Ao menos, não do jeito que a gente espera! Há tempos, o kernel convive com o “problema” do inchaço de sua base de código, causado principalmente pela adição constante de drivers, para suportar uma infinidade de hardwares e periféricos. Em parte, isto já é algo esperado. Estamos falando de um sistema que foi concebido para rodar em praticamente todo o tipo de plataforma de hardware: relógios digitais, sensores IoT, switches & roteadores, consoles portáteis, mainframes & supercomputadores e até mesmo em robôs e máquinas autônomas…

Em virtude desta incrível variedade de plataformas e a necessidade de prover todo o suporte necessário para elas, o kernel Linux é composto majoritariamente de drivers, além das bibliotecas, APIs e outros componentes essenciais para o seu funcionamento. Isto, sem falar também no suporte a praticamente todos os set de instruções ISA dos processadores, como é o caso do x86, ARM, RISC-V, PowerPC e MIPS, entre outros. Isto gerou uma base de código gigantesca, a qual tende a crescer ainda mais conforme novos componentes de hardwares vão sendo lançados.

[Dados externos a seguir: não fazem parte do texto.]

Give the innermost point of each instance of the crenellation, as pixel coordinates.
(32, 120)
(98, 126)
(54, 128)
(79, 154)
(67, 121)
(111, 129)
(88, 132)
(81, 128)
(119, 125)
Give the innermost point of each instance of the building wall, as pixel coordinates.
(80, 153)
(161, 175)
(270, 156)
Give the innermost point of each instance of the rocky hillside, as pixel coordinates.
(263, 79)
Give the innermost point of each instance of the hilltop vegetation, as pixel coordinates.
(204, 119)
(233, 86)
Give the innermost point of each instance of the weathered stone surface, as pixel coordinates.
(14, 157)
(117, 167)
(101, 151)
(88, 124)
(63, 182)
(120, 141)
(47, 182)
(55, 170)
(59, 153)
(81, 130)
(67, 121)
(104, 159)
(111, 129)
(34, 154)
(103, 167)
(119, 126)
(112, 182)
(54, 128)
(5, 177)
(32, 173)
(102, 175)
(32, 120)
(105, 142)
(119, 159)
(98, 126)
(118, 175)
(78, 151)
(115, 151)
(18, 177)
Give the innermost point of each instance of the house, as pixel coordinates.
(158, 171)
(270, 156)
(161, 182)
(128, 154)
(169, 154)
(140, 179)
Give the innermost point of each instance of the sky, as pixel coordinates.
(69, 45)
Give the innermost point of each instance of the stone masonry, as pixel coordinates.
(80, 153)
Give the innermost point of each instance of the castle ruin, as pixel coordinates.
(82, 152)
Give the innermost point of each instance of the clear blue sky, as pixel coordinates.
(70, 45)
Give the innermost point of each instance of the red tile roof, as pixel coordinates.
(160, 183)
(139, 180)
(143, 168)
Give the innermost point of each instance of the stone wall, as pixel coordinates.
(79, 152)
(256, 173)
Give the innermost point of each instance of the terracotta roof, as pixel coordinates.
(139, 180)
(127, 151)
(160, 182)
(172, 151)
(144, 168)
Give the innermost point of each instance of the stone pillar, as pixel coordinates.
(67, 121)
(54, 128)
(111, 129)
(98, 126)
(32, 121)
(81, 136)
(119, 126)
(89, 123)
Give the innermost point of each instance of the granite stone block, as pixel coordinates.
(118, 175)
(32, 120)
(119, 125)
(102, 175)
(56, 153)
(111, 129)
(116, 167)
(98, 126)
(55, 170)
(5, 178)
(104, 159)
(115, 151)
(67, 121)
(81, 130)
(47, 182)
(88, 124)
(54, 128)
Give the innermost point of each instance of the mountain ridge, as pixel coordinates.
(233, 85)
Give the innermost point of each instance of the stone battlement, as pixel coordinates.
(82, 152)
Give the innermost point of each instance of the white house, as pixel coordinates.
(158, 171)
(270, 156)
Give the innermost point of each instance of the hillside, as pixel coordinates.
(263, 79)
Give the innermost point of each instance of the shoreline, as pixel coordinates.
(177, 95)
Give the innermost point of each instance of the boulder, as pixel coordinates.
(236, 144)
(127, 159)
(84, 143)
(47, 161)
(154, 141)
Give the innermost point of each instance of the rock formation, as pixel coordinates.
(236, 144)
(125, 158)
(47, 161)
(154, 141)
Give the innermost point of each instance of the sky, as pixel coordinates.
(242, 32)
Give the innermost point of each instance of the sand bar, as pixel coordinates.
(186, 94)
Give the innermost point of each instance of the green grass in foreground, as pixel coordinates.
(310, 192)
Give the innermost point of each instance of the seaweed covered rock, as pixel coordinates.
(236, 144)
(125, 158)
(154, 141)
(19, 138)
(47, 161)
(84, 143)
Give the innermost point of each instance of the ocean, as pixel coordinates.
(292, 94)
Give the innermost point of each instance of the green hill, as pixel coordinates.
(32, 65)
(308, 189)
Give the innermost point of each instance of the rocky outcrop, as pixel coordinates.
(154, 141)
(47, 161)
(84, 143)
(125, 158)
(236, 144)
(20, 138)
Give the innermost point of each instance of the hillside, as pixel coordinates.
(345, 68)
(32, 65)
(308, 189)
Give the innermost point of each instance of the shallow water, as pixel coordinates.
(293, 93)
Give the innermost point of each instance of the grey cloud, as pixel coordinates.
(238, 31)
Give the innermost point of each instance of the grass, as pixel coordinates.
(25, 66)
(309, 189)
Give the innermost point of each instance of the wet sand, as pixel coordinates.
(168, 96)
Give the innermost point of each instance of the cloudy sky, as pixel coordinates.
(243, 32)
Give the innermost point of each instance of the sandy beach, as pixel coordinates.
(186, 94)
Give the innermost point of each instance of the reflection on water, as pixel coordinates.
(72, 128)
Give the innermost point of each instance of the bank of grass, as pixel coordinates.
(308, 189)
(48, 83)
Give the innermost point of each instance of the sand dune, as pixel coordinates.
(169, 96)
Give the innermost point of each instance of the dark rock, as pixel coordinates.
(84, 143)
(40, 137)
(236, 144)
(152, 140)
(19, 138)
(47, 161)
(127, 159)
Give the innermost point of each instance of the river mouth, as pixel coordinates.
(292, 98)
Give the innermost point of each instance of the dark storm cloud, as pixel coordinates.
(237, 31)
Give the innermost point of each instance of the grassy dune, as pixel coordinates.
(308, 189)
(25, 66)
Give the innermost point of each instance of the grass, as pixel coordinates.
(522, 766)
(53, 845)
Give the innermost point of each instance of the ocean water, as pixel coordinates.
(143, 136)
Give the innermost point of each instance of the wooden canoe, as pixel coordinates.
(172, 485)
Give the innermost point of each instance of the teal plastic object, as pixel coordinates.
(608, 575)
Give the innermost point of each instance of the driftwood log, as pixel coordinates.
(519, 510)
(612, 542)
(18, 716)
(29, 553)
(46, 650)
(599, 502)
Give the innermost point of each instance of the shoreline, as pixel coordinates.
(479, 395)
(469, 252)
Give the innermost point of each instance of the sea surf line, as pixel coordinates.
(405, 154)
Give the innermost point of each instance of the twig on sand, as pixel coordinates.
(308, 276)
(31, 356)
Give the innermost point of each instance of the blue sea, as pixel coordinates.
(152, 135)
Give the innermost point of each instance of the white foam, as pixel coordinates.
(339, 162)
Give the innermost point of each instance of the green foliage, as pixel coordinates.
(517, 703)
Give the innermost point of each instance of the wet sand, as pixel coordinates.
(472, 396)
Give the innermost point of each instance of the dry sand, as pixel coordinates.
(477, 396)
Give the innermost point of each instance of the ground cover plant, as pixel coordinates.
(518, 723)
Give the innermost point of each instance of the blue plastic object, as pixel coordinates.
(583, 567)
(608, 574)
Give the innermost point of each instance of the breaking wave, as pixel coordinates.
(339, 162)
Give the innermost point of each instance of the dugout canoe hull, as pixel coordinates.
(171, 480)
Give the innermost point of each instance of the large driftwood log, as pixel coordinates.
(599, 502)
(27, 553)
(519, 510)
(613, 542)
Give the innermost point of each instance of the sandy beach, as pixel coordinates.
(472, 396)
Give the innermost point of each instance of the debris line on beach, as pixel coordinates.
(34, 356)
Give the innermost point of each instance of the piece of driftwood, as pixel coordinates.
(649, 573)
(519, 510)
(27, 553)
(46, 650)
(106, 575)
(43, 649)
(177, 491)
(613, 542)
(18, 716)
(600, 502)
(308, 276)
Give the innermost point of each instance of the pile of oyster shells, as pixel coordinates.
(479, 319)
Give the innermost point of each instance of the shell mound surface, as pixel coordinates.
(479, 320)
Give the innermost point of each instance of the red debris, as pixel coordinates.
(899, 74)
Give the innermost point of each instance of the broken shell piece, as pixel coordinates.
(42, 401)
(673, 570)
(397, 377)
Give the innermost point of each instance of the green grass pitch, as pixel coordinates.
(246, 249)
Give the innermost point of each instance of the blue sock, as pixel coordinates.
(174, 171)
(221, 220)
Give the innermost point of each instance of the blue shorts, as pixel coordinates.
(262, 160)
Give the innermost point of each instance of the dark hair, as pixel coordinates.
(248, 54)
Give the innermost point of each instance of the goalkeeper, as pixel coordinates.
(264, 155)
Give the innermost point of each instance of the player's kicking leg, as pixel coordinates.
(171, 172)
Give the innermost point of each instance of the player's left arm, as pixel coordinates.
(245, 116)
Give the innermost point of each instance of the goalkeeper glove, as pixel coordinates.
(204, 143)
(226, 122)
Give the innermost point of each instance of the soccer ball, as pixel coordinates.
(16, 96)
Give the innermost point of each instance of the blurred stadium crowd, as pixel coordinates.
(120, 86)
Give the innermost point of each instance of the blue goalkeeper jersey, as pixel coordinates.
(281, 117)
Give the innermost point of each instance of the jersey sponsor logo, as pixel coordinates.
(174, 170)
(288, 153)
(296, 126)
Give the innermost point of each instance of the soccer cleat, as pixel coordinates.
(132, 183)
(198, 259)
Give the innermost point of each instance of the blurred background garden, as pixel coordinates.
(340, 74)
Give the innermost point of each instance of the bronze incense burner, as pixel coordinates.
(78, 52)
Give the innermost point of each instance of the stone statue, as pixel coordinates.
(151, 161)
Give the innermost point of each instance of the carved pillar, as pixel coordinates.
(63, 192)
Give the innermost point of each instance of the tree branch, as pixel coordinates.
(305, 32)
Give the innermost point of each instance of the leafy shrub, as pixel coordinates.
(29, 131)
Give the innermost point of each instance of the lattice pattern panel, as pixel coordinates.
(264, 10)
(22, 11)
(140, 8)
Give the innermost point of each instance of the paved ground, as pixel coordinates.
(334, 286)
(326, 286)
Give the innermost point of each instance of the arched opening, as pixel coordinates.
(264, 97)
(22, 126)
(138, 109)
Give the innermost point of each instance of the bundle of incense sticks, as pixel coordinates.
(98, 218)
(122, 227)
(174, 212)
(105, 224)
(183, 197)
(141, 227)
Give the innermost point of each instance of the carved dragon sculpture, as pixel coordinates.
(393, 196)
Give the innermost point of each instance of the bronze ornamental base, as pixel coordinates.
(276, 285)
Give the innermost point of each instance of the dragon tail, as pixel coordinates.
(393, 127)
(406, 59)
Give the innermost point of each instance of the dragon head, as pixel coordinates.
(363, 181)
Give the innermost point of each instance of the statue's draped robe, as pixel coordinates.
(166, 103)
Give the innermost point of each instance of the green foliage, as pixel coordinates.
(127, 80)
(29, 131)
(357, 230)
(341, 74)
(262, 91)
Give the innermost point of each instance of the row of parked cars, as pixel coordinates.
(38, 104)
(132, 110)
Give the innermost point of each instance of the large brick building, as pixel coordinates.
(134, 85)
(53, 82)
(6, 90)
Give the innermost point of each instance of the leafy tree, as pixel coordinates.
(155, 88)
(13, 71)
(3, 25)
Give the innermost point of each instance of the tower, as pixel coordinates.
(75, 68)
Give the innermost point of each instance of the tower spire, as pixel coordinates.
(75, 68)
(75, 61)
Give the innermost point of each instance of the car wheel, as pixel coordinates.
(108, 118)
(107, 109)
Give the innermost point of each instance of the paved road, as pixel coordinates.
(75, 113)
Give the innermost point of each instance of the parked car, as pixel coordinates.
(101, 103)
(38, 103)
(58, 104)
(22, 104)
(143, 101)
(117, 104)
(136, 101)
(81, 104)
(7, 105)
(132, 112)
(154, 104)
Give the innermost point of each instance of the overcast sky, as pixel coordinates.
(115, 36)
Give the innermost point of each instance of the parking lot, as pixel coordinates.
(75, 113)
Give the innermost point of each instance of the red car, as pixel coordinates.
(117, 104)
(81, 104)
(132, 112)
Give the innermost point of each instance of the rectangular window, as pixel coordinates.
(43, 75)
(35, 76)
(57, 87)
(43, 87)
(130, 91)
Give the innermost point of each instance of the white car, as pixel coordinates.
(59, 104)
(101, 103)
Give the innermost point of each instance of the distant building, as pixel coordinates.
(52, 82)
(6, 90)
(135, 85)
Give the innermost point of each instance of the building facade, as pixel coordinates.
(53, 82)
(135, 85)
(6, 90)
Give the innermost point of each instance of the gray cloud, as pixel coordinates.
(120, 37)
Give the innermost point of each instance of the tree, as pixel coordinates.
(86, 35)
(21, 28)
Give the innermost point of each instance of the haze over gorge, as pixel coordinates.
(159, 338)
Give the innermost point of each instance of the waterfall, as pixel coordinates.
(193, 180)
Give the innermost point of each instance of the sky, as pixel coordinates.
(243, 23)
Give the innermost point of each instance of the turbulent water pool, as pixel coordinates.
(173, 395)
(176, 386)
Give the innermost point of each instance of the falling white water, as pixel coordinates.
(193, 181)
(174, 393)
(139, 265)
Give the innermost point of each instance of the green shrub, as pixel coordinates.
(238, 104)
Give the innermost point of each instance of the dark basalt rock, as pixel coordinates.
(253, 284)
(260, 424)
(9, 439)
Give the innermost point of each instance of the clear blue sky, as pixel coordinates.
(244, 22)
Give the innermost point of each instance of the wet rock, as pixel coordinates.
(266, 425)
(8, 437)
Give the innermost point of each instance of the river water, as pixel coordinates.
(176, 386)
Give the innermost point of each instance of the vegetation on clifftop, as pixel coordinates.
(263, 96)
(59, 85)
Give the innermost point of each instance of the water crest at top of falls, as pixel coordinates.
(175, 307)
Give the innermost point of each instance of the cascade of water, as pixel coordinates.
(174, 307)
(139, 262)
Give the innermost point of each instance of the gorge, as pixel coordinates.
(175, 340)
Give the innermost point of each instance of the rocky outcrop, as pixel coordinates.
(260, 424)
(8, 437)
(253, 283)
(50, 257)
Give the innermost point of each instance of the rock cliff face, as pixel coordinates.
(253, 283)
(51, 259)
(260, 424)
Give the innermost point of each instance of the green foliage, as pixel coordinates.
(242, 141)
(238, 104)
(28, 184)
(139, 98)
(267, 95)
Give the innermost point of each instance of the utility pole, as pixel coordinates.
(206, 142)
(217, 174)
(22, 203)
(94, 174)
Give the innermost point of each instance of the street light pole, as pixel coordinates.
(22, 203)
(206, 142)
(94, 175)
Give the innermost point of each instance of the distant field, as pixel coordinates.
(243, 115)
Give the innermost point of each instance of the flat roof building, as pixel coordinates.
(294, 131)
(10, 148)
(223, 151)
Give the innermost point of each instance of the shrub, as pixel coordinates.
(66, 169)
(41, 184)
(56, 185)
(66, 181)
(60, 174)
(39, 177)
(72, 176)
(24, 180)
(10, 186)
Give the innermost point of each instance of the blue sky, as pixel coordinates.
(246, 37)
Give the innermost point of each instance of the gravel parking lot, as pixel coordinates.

O caso mais crítico são os drivers para as GPUs. Por serem componentes dotados de uma arquitetura complexa e exigirem otimizações para que possamos tirar o máximo de proveito do hardware, eles geralmente são constituídos por milhões de linhas de código, como é o caso da AMD que é “recordista” neste aspecto. E a tendência é ver estes números aumentarem ainda mais, em vista da ascensão do SteamOS nos consoles portáteis e a própria Nvidia, ao abandonar os módulos proprietários das suas GPUs, em prol de módulos baseados em código aberto.

À princípio, a solução parece ser óbvia: remover o suporte para hardwares de legado e/ou que não estão sendo utilizados. Mas na prática, não é bem assim: por ser um sistema universal, que tem como princípio promover o suporte para todo o tipo de hardware existente, muitos deles ainda continuam sendo utilizados, ainda que tenham sido lançados há decadas e que sejam utilizados por uma parcela ínfima de usuários. Não raro, há casos em que CPUs e outros componentes antigos ainda continuam sendo utilizados atualmente, em plataformas que necessitam de um pequeno poder de processamento para executar tarefas triviais.

Felizmente, Linus Torvalds e seus contribuidores têm realizado uma série de ações, para reduzir o inchaço da base de código do kernel Linux. Embora ele tenha promovido de forma sistemática a eliminação do suporte para hardwares que já não são mais utilizados, na prática ele estabeleceu e aplicou rigorosamente uma filosofia de manutenção de drivers e seus subsistemas, a qual prioriza os usuários e a evolução saudável do kernel. Isto acaba tendo o “efeito colateral” de eliminar códigos de drivers, que não se enquadram nestes requisitos.

Em destaque, está remoção agressiva de drivers obsoletos e órfãos, colocando-os na árvore staging para que sejam eliminados posteriormente, caso não apareçam interessados em mantê-los. Torvalds também estabeleceu a rígida política de “não quebrar o espaço do usuário”, incentivando a melhorar (ou remover) os drivers que causam problemas ao sistema, devido a questão da compatibilidade com a ABI (Interface Binária de Aplicação). Por fim, ele também promove um controle de qualidade mais exigente, para a aceitação de novos drivers na árvore principal do kernel Linux (se eles não atenderem aos requisitos, não serão permitidos).

Infelizmente, o inchaço do kernel é apenas um sintoma inicial de um problema bem maior, que já vem dando as caras há algum tempo (e não tem sido observado com a devida atenção): a obsoleta arquitetura de código adotada e as dificuldades técnicas para mantê-la atualizada. O kernel Linux é monolítico por natureza (embora utilize módulos para carregar/descarregar os drivers), o que obriga a manter os drivers na árvore oficial do kernel. A partir do momento em que as suas APIs internas e/ou os subsistemas tenham alguma mudança estrutural, faz-se necessário atualizar toda a base de códigos dos drivers que dependem deles.